As one that lived in Hawai'i, and who has been to Pearl Harbor dozens of time, I can attest to the rather overpowering images that sit to this day in homage to those that lost their lives on this day in 1941.
The base was attacked by 353 Japanese fighters, bombers and torpedo planes in two waves, launched from six aircraft carriers. All eight U.S. Navy battleships were damaged, with four being sunk. Of the eight damaged, six were raised, repaired and returned to service later in the war. The Japanese also sank or damaged three cruisers, three destroyers, an anti-aircraft training ship,[nb 2] and one minelayer. 188 U.S. aircraft were destroyed; 2,402 Americans were killed and 1,282 wounded.
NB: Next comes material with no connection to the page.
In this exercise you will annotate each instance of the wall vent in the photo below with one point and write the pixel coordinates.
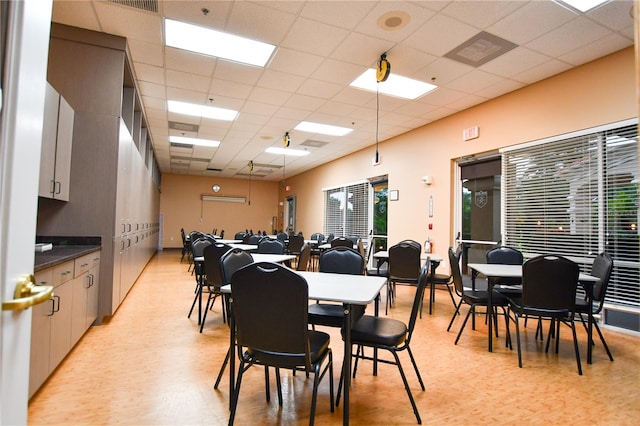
(148, 5)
The power station, shipyard, maintenance, and fuel and torpedo storage facilities, as well as the submarine piers and headquarters building (also home of the intelligence section) were not attacked. Japanese losses were light: 29 aircraft and five midget submarines lost, and 65 servicemen killed or wounded. One Japanese sailor was captured.
The attack came as a profound shock to the American people and led directly to the American entry into World War II in both the Pacific and European theaters. The following day (December 8) the United States declared war on Japan. Domestic support for isolationism, which had been strong, disappeared. Clandestine support of Britain (for example the Neutrality Patrol) was replaced by active alliance. Subsequent operations by the U.S. prompted Germany and Italy to declare war on the U.S. on December 11, which was reciprocated by the U.S. the same day.
Memorial to the Battleship Arizona, which I have visited numerous times, still gives me the shivers and goose bumps.